А веселый Мануэло Коста беззаботно гнал коня по сертанам, направляясь в Город ярмарок, чтобы радостно встрепенулись заждавшиеся его женщины. Как только ни наряжались они при появлении Мануэло, но для него одежда их как таковая не представляла никакого интереса, мало того – представлялась совсем лишней.

На редкость счастливым даром наделен был Мануэло Коста – одарял красотой все, что видел, и весь яркий безбрежный мир принадлежал бедняку Мануэло; поразительный был у него глаз – все охватывал и вбирал. Как вечерело и как рассветало медленно в пестрых сертанах, как иссякала и таяла зимняя ночь, исходил паром на солнце омытый ливнем лес, и мужественная душа Мануэло, освеженная дождем, испарялась – тянулась к небу; отраду приносил ему даже камень; простой, неказистый – он теплел в руке его, серый, испещренный тайными линиями, а если вспомнить, что порой через небо, от края до края, сама радуга перекидывалась!.. А как наливались светом закатного солнца всклокоченные теплые облака, каким лазурным было сертанское небо и с какой недоброй мольбой манила, выбросив щупальца-когти, каатинга, потягиваясь с голоду: «Поди ко мне, подойди», – а он смеялся – подойдет к ней, как же! – даже каатинга вызывала у него улыбку; тихое пыланье красок осенью, до блеклости нежное пламя, а в разгаре весны бурливая река, схожая с грустной, тоскливой песней свободы, и поникал в седле Мануэло Коста – не был он свободным, нет, не был, а свобода желанней, дороже души, и на кой были ему, обладавшему всем миром, убогая лачуга и четверть приплода скота, не был он свободным, нет... Иногда, рядом с женщиной, забывал он об этом, но... не проводить же с женщиной все время! «Врагу не пожелаешь такого», – раздраженно думал Мануэло наедине с ночью, и дивился печальному веселому вакейро бесенок Саси. Эх, даже Мануэло, обладатель мира, владевший землей и небесами, не был свободным, как и Сантос, как Жоао Абадо и великий вакейро Зе Морейра, но в Городе ярмарок уже взмостился на высокую бочку в темноразвеваемом одеянии Мендес Масиэл, имевший пока двух последователей – Грегорио Пачеко и Сенобио Льосу, и взывал к удивленной толпе:

– Братья! Братья, далеки от нас Большие земли – Рим, Вавилон, Помпея и Рио-де-Жанейро...

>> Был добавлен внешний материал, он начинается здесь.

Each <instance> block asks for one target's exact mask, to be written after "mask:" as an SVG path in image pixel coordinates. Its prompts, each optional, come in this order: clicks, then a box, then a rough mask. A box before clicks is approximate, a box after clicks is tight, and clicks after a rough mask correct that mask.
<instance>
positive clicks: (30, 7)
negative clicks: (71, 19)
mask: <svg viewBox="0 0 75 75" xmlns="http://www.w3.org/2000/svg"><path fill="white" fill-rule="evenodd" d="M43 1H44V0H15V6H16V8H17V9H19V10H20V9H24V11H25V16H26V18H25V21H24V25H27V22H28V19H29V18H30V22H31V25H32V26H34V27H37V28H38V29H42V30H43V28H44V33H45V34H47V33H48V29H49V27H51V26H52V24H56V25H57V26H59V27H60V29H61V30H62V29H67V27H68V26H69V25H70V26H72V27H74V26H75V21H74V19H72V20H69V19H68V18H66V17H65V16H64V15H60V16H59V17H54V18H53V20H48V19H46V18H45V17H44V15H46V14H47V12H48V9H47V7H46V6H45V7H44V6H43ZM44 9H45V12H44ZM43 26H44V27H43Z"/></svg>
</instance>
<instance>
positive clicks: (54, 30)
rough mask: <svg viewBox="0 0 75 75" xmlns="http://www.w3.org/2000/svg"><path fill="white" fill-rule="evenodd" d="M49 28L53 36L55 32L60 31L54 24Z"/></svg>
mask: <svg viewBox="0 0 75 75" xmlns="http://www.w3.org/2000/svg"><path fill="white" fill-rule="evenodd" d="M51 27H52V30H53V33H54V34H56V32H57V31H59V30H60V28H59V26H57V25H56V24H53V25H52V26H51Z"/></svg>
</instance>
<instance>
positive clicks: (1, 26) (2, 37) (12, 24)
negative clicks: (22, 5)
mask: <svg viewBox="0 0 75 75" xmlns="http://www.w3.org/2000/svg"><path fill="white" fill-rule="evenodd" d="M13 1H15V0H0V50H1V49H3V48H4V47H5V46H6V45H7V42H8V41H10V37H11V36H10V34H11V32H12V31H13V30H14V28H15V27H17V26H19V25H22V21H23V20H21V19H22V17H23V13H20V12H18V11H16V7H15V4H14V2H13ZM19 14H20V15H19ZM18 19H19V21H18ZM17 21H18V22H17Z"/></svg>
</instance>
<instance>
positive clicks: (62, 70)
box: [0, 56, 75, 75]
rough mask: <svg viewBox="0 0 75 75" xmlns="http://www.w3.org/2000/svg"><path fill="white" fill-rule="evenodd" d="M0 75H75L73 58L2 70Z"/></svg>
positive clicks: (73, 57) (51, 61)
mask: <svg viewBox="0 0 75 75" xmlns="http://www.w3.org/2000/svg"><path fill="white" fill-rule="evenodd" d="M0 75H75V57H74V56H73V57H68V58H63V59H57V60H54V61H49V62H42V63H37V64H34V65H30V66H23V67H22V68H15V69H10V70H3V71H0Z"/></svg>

– Послушай-ка, мой Доменико, – начал полковник в некотором смятении, уставясь на украшавший стену портрет какого-то спесивца, поскольку, кроме Доменико, никого рядом не было. – Ты единственный, кому я доверяю. На одного тебя, дурачка, могу положиться, послушай-ка, – и перенес взгляд на люстру, – ты ведь не стесняешься меня?

– Нет.

– Почему же мне стесняться тебя, Доменико, мой малыш, у меня свидание в моем роскошном саду, но – тайное. Ты станешь с розой в руках, где велю, и, если покажется моя обожаемая супруга, поднесешь цветок к носу. Понятно? Понятно, спрашиваю?

– Я не знаю вашей жены.

– Не жены, а супруги, – это раз, а узнать ее проще простого – от служанок отличишь по платью, среди своих родственниц выделяется молодостью. Сейчас, вечером, волосы у нее будут распущены, но в какой цвет соизволила выкрасить их сегодня, не знаю, она тонкая, изящная, а грудь у нее большая, как у коровы.

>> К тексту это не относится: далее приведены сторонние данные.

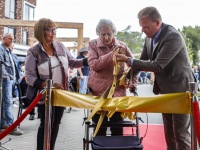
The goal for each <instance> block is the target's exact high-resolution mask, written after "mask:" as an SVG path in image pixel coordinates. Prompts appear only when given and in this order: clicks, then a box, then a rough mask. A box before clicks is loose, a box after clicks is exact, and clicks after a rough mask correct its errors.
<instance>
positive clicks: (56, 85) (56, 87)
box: [53, 83, 64, 90]
mask: <svg viewBox="0 0 200 150" xmlns="http://www.w3.org/2000/svg"><path fill="white" fill-rule="evenodd" d="M53 87H55V88H56V89H61V90H64V87H63V85H62V84H59V83H54V84H53Z"/></svg>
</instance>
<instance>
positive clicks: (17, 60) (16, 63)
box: [9, 44, 24, 100]
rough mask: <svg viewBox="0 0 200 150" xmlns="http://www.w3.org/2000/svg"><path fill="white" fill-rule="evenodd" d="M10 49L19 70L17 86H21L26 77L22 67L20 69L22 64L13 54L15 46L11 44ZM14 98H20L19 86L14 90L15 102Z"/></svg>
mask: <svg viewBox="0 0 200 150" xmlns="http://www.w3.org/2000/svg"><path fill="white" fill-rule="evenodd" d="M9 48H10V50H11V52H12V56H13V59H15V62H16V65H17V69H18V72H19V80H18V81H17V82H16V84H20V83H21V81H22V78H23V76H24V75H23V73H22V72H21V67H20V63H19V60H18V58H17V55H16V54H14V53H13V49H14V44H11V45H10V47H9ZM14 98H16V99H18V98H19V91H18V89H17V86H15V87H14V90H13V100H14Z"/></svg>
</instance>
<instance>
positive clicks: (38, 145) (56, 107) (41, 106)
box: [37, 104, 64, 150]
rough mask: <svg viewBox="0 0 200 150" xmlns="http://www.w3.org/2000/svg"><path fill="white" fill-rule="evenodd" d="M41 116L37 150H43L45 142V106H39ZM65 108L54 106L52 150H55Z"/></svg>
mask: <svg viewBox="0 0 200 150" xmlns="http://www.w3.org/2000/svg"><path fill="white" fill-rule="evenodd" d="M38 110H39V114H40V126H39V128H38V134H37V150H43V142H44V125H45V105H44V104H43V105H38ZM63 112H64V107H57V106H52V118H51V143H50V150H54V147H55V143H56V138H57V135H58V131H59V125H60V121H61V119H62V116H63Z"/></svg>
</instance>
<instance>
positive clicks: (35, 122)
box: [0, 85, 162, 150]
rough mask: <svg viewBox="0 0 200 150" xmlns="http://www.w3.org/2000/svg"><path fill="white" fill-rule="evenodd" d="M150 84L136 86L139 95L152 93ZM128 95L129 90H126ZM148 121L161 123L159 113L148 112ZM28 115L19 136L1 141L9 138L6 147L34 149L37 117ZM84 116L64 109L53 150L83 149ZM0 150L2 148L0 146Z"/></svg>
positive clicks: (35, 145) (77, 111)
mask: <svg viewBox="0 0 200 150" xmlns="http://www.w3.org/2000/svg"><path fill="white" fill-rule="evenodd" d="M151 91H152V86H151V85H142V86H139V88H138V94H139V96H150V95H153V94H152V92H151ZM127 93H128V95H130V93H129V92H127ZM13 111H14V114H15V118H16V116H17V112H18V108H16V107H15V108H13ZM139 115H140V116H141V117H142V119H143V121H145V122H146V114H139ZM36 116H37V115H36ZM148 116H149V123H151V124H162V118H161V114H148ZM28 118H29V115H28V116H27V117H26V118H25V120H24V121H23V122H22V123H21V130H22V131H23V132H24V134H23V135H21V136H14V135H8V136H7V137H5V138H4V139H3V140H2V141H4V140H6V139H8V138H11V141H9V142H8V143H6V144H4V145H3V146H6V147H8V148H12V149H14V150H35V149H36V135H37V129H38V126H39V119H38V118H36V117H35V120H33V121H30V120H29V119H28ZM83 118H84V110H83V109H76V108H73V109H72V111H71V113H67V110H65V113H64V116H63V118H62V123H61V125H60V131H59V134H58V138H57V142H56V146H55V147H56V148H55V150H82V149H83V142H82V140H83V137H84V131H85V127H84V126H82V123H83ZM0 150H3V149H1V148H0Z"/></svg>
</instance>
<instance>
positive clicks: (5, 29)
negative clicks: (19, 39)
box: [4, 27, 15, 36]
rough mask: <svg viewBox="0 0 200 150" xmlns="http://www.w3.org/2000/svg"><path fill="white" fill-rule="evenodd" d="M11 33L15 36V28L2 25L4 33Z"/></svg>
mask: <svg viewBox="0 0 200 150" xmlns="http://www.w3.org/2000/svg"><path fill="white" fill-rule="evenodd" d="M6 33H11V34H12V35H13V36H15V28H13V27H4V34H6Z"/></svg>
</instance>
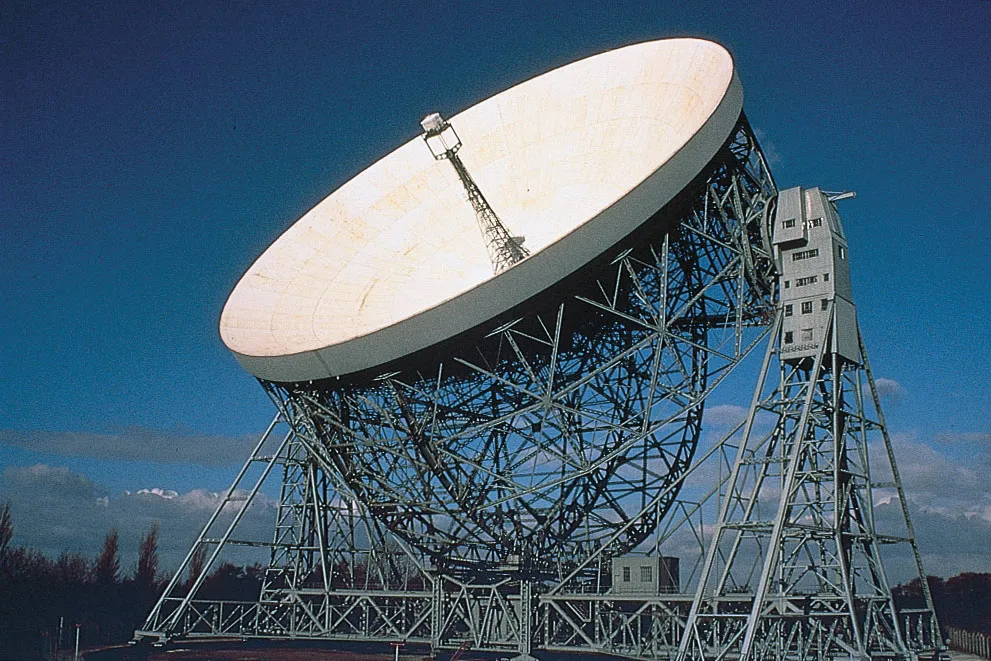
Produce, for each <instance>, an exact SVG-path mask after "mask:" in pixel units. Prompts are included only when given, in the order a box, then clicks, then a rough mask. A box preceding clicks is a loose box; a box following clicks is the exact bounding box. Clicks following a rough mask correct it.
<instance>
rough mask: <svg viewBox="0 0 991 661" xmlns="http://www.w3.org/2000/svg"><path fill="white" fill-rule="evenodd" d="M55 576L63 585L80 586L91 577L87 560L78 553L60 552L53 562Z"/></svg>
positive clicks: (89, 564)
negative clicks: (61, 552) (54, 571)
mask: <svg viewBox="0 0 991 661" xmlns="http://www.w3.org/2000/svg"><path fill="white" fill-rule="evenodd" d="M55 574H56V576H57V577H58V580H60V581H62V582H63V583H73V584H77V585H80V584H82V583H85V582H86V581H88V580H89V577H90V576H92V574H91V568H90V564H89V560H87V559H86V556H84V555H81V554H79V553H69V552H68V551H62V553H60V554H59V557H58V560H56V561H55Z"/></svg>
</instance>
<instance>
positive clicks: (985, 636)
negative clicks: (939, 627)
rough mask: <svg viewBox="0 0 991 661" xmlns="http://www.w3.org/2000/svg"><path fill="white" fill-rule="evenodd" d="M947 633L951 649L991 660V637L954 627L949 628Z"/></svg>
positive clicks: (947, 629) (950, 647) (978, 632)
mask: <svg viewBox="0 0 991 661" xmlns="http://www.w3.org/2000/svg"><path fill="white" fill-rule="evenodd" d="M946 633H947V634H948V635H949V636H950V648H951V649H955V650H957V651H959V652H969V653H971V654H976V655H977V656H980V657H984V658H985V659H991V636H989V635H987V634H985V633H979V632H977V631H967V630H966V629H956V628H954V627H947V628H946Z"/></svg>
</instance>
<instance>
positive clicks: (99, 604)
mask: <svg viewBox="0 0 991 661" xmlns="http://www.w3.org/2000/svg"><path fill="white" fill-rule="evenodd" d="M13 533H14V521H13V516H12V513H11V507H10V504H9V503H6V504H0V661H6V660H7V659H52V658H54V652H55V649H56V645H58V646H59V648H60V649H63V650H64V649H69V648H71V647H72V646H73V645H74V643H75V635H76V631H75V629H76V626H77V625H78V626H79V638H80V645H81V646H82V647H93V646H99V645H112V644H118V643H124V642H127V641H128V640H130V639H131V636H132V635H133V633H134V630H135V629H137V628H139V627H140V626H141V625H142V624H143V622H144V618H145V617H146V616H147V615H148V613H149V611H150V610H151V608H152V606H154V604H155V601H156V600H157V599H158V597H159V595H160V594H161V593H162V591H163V590H164V587H165V584H166V583H167V582H168V581H169V580H170V579H171V576H169V575H166V574H162V573H161V572H160V570H159V562H158V524H157V523H154V524H152V526H151V527H150V529H149V530H148V531H147V532H145V533H144V534H142V535H141V539H140V544H139V547H138V561H137V564H136V565H135V566H134V569H133V571H132V572H130V573H126V572H124V571H123V570H122V569H121V560H120V533H119V532H118V531H117V530H116V529H112V530H110V531H109V532H108V533H107V535H106V537H104V540H103V546H102V548H101V550H100V553H99V555H97V556H96V558H94V559H90V558H88V557H86V556H84V555H82V554H80V553H70V552H62V553H60V554H59V555H58V556H57V557H55V558H51V557H48V556H46V555H45V554H44V553H41V552H40V551H37V550H33V549H28V548H24V547H12V546H11V540H12V539H13ZM204 562H205V555H204V553H202V552H200V553H197V554H195V555H194V556H193V558H192V559H191V562H190V568H189V571H188V574H187V576H186V579H185V581H184V583H183V588H184V589H188V587H189V586H190V585H191V584H192V582H193V581H194V580H195V579H196V578H197V577H198V576H199V575H200V574H201V573H202V571H203V565H204ZM262 571H263V570H262V568H261V567H260V566H257V565H255V566H251V567H238V566H235V565H232V564H223V565H221V566H219V567H218V568H217V569H216V570H215V571H214V572H212V573H211V574H210V575H209V576H207V577H206V578H205V579H204V581H203V585H202V586H201V588H200V591H199V595H200V596H202V598H204V599H233V600H242V599H256V598H257V596H258V593H259V590H260V589H261V578H262ZM180 594H181V592H180ZM60 623H61V627H60ZM60 629H61V631H60ZM60 635H61V641H59V638H60Z"/></svg>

– Значит, не очень большая.

– Говорю, большая, очень, вот до сих пор, как у коровы.

– У быка куда больше.

– Не называть же все прямо, не догадался, что я имел в виду? – Полковник улыбнулся портрету спесивца. – Как можно сравнивать Стеллу с быком или буйволом, точнее – с буйволицей! Правда, из буйволиного молока отличная простокваша получается, густая, хоть ножом режь... Короче, к черту! – Грандхалле явно волновался. – Не дай бог, если Стелла застукает меня в собственном саду, – ужас что будет! И винить ее не станешь, потому что мне позволено делать что угодно за пределами дома, неофициально, естественно, хале. Я разъясняю тебе это, чтобы ты осознал всю ответственность и понял: я ни на кого не положусь в подобной ситуации – все продажные, не постесняются донести грандиссимохалле, будто устои семьи подрываю, а она, моя боготворимая супруга Стелла, эта сука, родная племянница великого маршала, к твоему сведению... Словом, надежней тебя никого не вижу, мой хале, мой халеко, и, если не сделаешь того, что велю, своими руками прирежу. Надеюсь, веришь?

– Да.

– Подброшу тебя Мичинио, понял?

Доменико кинуло в жар.

– Пошли.

И взял его за руку, повел куда-то.

Доменико удивлялся, что не чувствовал страха. Пока они шли, страха не ощущал, но у выхода полковник повернул его лицом к боковой стене, и стена вдруг медленно раздвинулась – глазам не поверил! – а полковник подтолкнул в спину:

– Иди, иди, ну... – и обошел его.

Доменико машинально последовал за ним, растерянный; стена оказалась дверью, а видимая дверь была, наверное, стеной... или нет, и она... Что он мог здесь понять...

– Обожди тут, я сейчас...

Полковник Сезар легко сбежал по небольшой мраморной лестнице; перепрыгнув через нижнюю ступеньку, хлопнул два раза в ладоши и смело вышел в свой великолепный, темный сейчас, сад. Возле розового куста с силой топнул ногой, кусты разом вздыбились – перед полковником вырос надзиратель Наволе: «Нчто нпринканжете, нграндхалле?..»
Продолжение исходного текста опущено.